Project Manager, Dr Martin Dietz reflected on the wonderful cooperation PERFORM has had with its many partners, working together on identifying the most urgent problems that social science research faces today and finding the most effective solutions.
“PERFORM very successfully facilitated the link between social sciences and different domains of society, including policy institutions. Evidence-informed policy-making is today a term more commonly used in discussions and an expanding practice, and PERFORM has contributed significantly to that”, said Dr Dietz.
After four years of supporting the social science research communities in Serbia and Albania, the project will end its mandate on 31 December 2018. Ms Ursula Läubli, Director of the Swiss Cooperation Office, said that the project contributed to strengthening the social science research system by increasing capacities of researchers at universities and institutes to provide high quality research.
In order to summarise its results and provide key lessons that could inform the programming of similar projects, PERFORM engaged an expert to work together with the PERFORM team and produce a paper on the changes achieved by ten initiatives under the PERFORM project.

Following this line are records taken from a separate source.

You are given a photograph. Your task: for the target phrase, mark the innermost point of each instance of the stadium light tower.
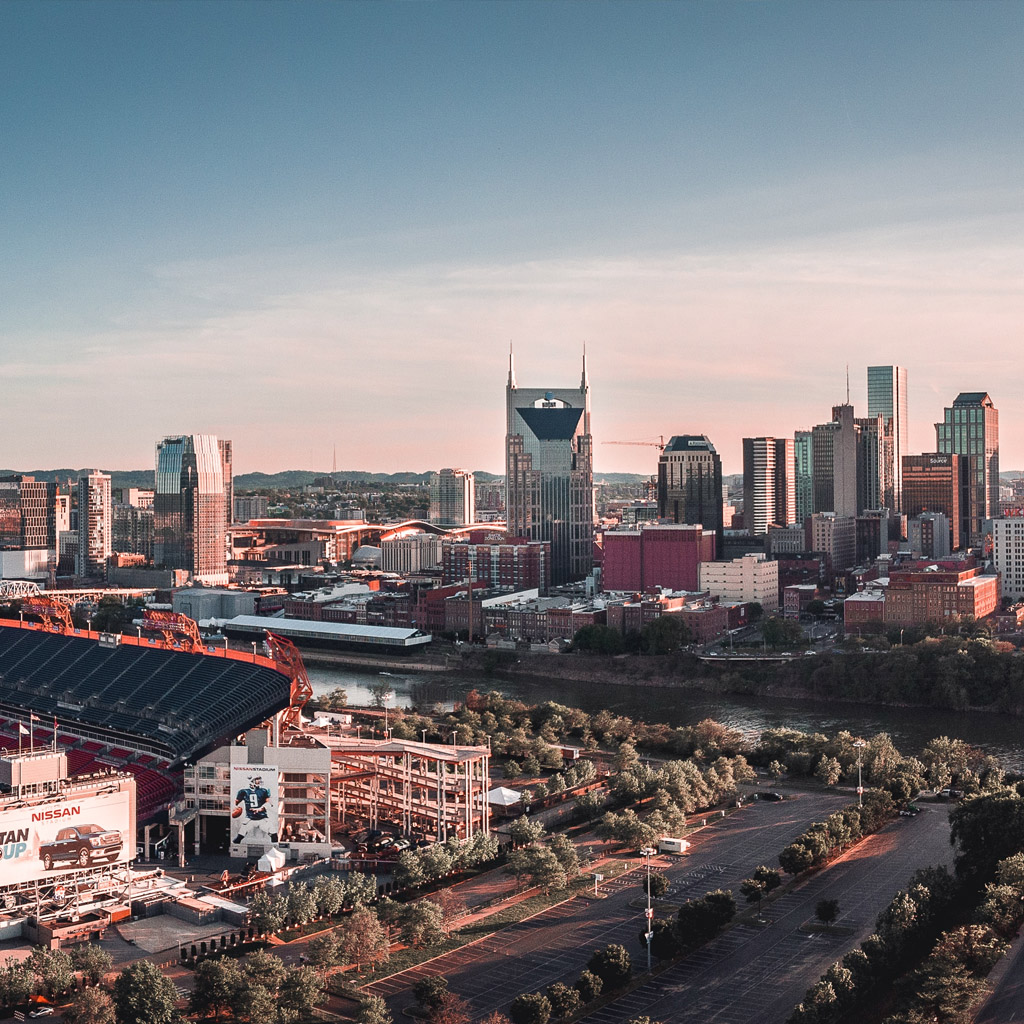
(648, 852)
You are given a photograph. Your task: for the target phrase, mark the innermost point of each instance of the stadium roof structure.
(177, 702)
(306, 629)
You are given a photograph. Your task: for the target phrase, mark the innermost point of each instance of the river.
(909, 727)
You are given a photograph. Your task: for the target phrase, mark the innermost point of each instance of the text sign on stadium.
(254, 808)
(45, 841)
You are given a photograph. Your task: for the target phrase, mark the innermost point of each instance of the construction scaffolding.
(424, 790)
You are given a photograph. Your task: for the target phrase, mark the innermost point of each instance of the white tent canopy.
(503, 797)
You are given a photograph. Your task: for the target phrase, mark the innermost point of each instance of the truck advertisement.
(47, 840)
(254, 809)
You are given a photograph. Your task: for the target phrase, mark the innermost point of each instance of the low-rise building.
(752, 578)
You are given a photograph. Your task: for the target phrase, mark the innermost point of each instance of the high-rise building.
(939, 482)
(549, 472)
(887, 397)
(453, 498)
(1008, 554)
(189, 514)
(804, 461)
(689, 483)
(971, 428)
(769, 483)
(873, 445)
(835, 458)
(95, 523)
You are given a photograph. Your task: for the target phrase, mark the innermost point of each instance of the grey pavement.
(756, 975)
(556, 944)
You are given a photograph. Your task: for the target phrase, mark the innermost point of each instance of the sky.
(309, 226)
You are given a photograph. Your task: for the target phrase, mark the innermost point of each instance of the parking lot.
(556, 944)
(758, 974)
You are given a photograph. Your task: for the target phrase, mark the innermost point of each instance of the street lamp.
(647, 853)
(860, 744)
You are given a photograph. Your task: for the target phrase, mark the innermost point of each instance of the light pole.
(648, 852)
(860, 744)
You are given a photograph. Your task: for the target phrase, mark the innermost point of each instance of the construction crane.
(55, 615)
(290, 664)
(659, 443)
(172, 625)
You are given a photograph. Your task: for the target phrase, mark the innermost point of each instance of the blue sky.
(306, 224)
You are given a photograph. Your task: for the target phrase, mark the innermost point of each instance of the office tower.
(133, 530)
(28, 526)
(971, 428)
(189, 515)
(804, 468)
(939, 482)
(549, 472)
(835, 458)
(873, 448)
(769, 483)
(227, 471)
(452, 498)
(689, 483)
(1008, 554)
(887, 397)
(95, 523)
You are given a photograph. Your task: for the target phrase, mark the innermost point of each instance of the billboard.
(254, 808)
(47, 840)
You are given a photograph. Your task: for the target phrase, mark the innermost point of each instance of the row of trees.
(814, 846)
(937, 940)
(608, 970)
(50, 972)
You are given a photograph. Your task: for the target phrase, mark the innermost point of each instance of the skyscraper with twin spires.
(549, 472)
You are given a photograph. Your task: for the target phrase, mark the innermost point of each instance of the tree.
(589, 985)
(828, 771)
(539, 864)
(452, 905)
(429, 991)
(796, 858)
(325, 952)
(267, 911)
(597, 640)
(612, 965)
(216, 987)
(421, 925)
(826, 911)
(522, 830)
(530, 1008)
(563, 998)
(265, 970)
(143, 995)
(300, 991)
(373, 1010)
(93, 1006)
(453, 1010)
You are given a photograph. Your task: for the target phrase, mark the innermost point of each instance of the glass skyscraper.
(887, 397)
(189, 506)
(549, 472)
(971, 428)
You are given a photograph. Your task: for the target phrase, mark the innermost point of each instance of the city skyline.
(287, 225)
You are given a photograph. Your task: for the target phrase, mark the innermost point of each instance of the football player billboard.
(254, 808)
(48, 840)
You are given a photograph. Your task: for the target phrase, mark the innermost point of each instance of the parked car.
(82, 845)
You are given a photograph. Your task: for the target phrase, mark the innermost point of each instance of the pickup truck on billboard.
(81, 845)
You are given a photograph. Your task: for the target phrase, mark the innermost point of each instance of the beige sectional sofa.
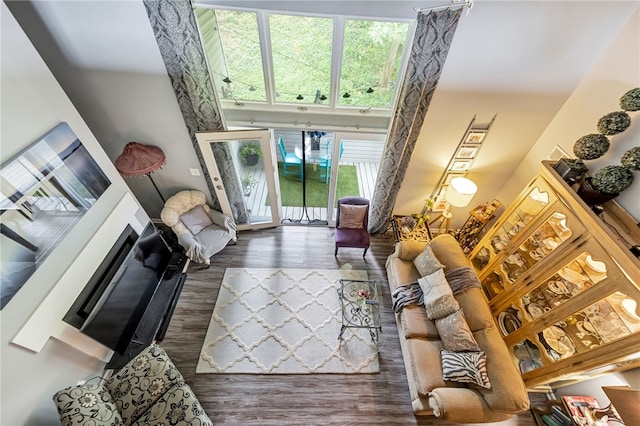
(421, 346)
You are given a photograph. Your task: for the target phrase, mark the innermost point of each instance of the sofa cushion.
(425, 365)
(86, 404)
(415, 323)
(426, 262)
(178, 406)
(142, 381)
(476, 310)
(465, 367)
(448, 251)
(401, 272)
(455, 334)
(196, 219)
(438, 298)
(409, 249)
(508, 393)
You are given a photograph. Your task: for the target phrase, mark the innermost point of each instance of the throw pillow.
(455, 334)
(437, 296)
(196, 219)
(426, 262)
(465, 367)
(352, 216)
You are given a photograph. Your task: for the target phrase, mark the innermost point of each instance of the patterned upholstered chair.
(202, 231)
(352, 221)
(147, 390)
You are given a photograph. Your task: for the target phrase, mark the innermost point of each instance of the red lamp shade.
(139, 160)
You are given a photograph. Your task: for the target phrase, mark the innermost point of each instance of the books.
(579, 407)
(560, 416)
(549, 420)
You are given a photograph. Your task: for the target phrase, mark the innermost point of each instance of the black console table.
(158, 313)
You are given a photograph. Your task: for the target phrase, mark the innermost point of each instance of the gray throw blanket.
(459, 279)
(407, 294)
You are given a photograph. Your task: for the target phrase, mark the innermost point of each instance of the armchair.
(202, 231)
(147, 390)
(352, 222)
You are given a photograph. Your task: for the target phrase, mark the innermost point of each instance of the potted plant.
(614, 123)
(631, 158)
(247, 185)
(250, 154)
(630, 101)
(606, 184)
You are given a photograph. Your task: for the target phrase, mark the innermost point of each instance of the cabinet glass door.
(537, 243)
(538, 197)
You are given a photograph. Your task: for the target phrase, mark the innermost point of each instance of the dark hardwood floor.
(322, 399)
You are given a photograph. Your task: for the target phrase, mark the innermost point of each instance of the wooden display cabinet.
(562, 284)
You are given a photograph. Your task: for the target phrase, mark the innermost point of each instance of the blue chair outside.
(289, 160)
(324, 166)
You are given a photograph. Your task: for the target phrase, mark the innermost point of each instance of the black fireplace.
(129, 300)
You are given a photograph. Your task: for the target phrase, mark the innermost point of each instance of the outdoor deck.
(257, 201)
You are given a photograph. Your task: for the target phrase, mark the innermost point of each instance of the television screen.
(116, 315)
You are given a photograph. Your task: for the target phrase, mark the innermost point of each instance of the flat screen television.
(114, 317)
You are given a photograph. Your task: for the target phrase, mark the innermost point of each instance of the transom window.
(279, 59)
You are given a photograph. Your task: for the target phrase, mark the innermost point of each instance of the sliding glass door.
(243, 169)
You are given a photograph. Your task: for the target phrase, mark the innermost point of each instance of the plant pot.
(251, 159)
(590, 196)
(567, 173)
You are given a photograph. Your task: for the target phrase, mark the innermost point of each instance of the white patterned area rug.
(284, 321)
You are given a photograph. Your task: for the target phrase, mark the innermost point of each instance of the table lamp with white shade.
(459, 193)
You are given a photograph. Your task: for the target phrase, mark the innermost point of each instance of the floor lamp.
(458, 194)
(141, 160)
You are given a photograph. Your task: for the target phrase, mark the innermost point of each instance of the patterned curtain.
(433, 36)
(174, 25)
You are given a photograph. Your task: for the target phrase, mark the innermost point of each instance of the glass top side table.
(360, 307)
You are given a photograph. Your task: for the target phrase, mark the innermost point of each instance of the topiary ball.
(614, 123)
(630, 101)
(631, 158)
(590, 147)
(612, 180)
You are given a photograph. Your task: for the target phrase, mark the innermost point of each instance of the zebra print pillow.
(465, 367)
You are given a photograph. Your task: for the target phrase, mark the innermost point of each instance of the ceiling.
(518, 59)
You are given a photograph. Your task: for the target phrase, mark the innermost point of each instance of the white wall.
(32, 103)
(118, 82)
(616, 72)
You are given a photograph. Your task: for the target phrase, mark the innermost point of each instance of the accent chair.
(147, 390)
(352, 222)
(201, 230)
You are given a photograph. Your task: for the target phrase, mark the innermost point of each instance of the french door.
(242, 165)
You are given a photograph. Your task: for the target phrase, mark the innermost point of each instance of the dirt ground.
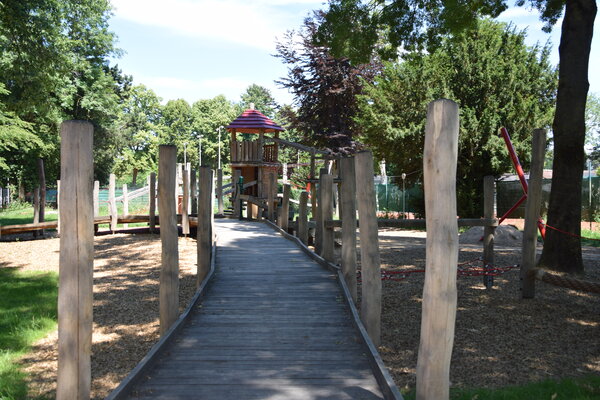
(500, 339)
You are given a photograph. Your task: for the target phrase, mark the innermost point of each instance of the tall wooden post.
(96, 198)
(167, 208)
(348, 214)
(152, 201)
(303, 218)
(42, 179)
(326, 210)
(185, 219)
(194, 191)
(219, 189)
(488, 230)
(76, 262)
(112, 203)
(532, 213)
(319, 215)
(204, 231)
(125, 203)
(285, 208)
(439, 293)
(36, 208)
(370, 309)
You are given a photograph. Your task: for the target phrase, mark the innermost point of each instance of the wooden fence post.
(185, 219)
(532, 213)
(152, 201)
(76, 262)
(96, 198)
(285, 208)
(167, 209)
(36, 208)
(112, 203)
(194, 191)
(303, 218)
(439, 293)
(319, 215)
(348, 215)
(125, 203)
(42, 179)
(326, 210)
(219, 188)
(488, 230)
(370, 309)
(204, 231)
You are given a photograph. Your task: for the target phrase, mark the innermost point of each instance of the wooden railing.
(249, 151)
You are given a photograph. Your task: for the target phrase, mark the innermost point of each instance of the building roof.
(253, 121)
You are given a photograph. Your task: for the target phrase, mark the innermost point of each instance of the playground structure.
(356, 194)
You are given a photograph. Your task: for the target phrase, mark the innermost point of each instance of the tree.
(353, 27)
(484, 71)
(262, 99)
(324, 87)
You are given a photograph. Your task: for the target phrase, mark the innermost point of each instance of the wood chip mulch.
(500, 339)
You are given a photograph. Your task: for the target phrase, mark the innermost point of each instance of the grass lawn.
(27, 313)
(566, 389)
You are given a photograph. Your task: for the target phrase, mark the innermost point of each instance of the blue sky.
(198, 49)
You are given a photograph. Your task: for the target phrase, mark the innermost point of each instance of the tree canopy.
(497, 81)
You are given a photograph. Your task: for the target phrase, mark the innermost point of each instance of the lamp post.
(403, 195)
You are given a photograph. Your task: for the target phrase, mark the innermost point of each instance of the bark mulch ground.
(500, 339)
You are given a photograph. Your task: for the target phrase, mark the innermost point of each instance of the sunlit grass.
(27, 313)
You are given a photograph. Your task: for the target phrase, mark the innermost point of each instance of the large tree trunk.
(562, 252)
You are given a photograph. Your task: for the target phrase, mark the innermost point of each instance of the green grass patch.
(587, 388)
(28, 312)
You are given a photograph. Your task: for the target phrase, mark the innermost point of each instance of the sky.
(198, 49)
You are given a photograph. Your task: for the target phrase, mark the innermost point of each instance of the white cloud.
(250, 23)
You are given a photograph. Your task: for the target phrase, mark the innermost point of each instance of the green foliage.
(262, 99)
(356, 28)
(324, 88)
(587, 388)
(497, 81)
(27, 313)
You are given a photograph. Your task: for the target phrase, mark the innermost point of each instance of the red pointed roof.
(253, 121)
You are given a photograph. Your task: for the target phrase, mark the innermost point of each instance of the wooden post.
(194, 191)
(271, 181)
(76, 262)
(219, 189)
(58, 205)
(167, 209)
(204, 234)
(112, 203)
(439, 293)
(285, 208)
(42, 179)
(96, 198)
(488, 231)
(313, 187)
(236, 193)
(185, 219)
(36, 208)
(152, 201)
(370, 309)
(125, 203)
(348, 214)
(319, 215)
(303, 218)
(532, 213)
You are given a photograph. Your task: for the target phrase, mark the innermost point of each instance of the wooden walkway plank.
(273, 324)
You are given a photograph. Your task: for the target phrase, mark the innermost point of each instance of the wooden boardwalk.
(273, 324)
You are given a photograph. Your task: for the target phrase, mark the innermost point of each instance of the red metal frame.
(521, 174)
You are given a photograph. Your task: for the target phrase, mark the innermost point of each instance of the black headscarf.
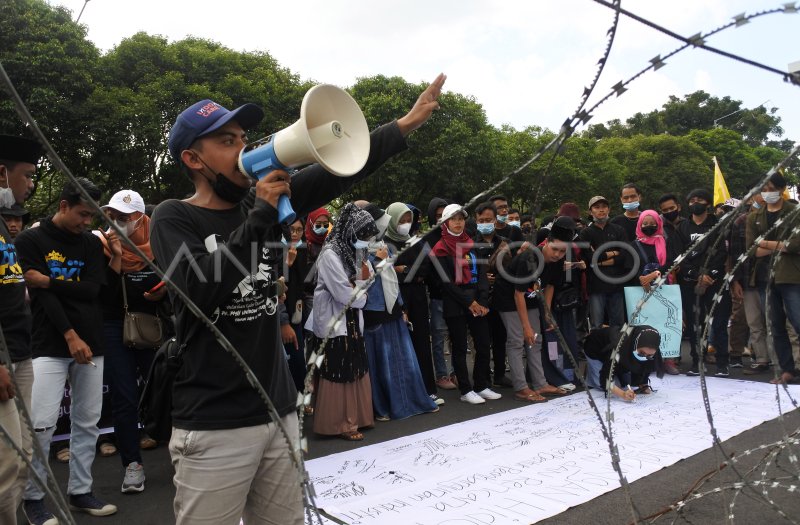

The paper draws from ten stories of change written by the PERFORM team, each of which describes the changes to which PERFORM initiatives have contributed across the three outcome areas of the project: strengthened social science community; systemic linkages to political reform processes, civil society organisations, private sector and media; and favourable frame conditions and financial mechanisms.
The stories of change initiatives describe pilots and experiments that PERFORM has undertaken to address certain key barriers to stronger social science research systems in Albania and Serbia: low investments in the system; low volume and quality of social science research production; limited interaction between policy-makers and social science researchers; and an inadequate enabling environment.
Dr Arnaldo Pellini, a development economist with a specialisation in the use of knowledge to inform policy decisions and adaptive development, presented the highlights of the report, saying that building the capacity of actors to demand, produce, and use research-based evidence addresses only some of the problems that exist in the social science systems in Albania and Serbia.
“PERFORM has looked beyond capacity-building at the importance of creating coalitions and networks to produce changes in the system. Perhaps the two most important lessons to be taken from PERFORM are a) the need to design an approach that brings researchers together in a politically-informed way to explore and look below the surface of a problem, and b) the need to encourage local ownership for testing solutions without imposing solutions from elsewhere.”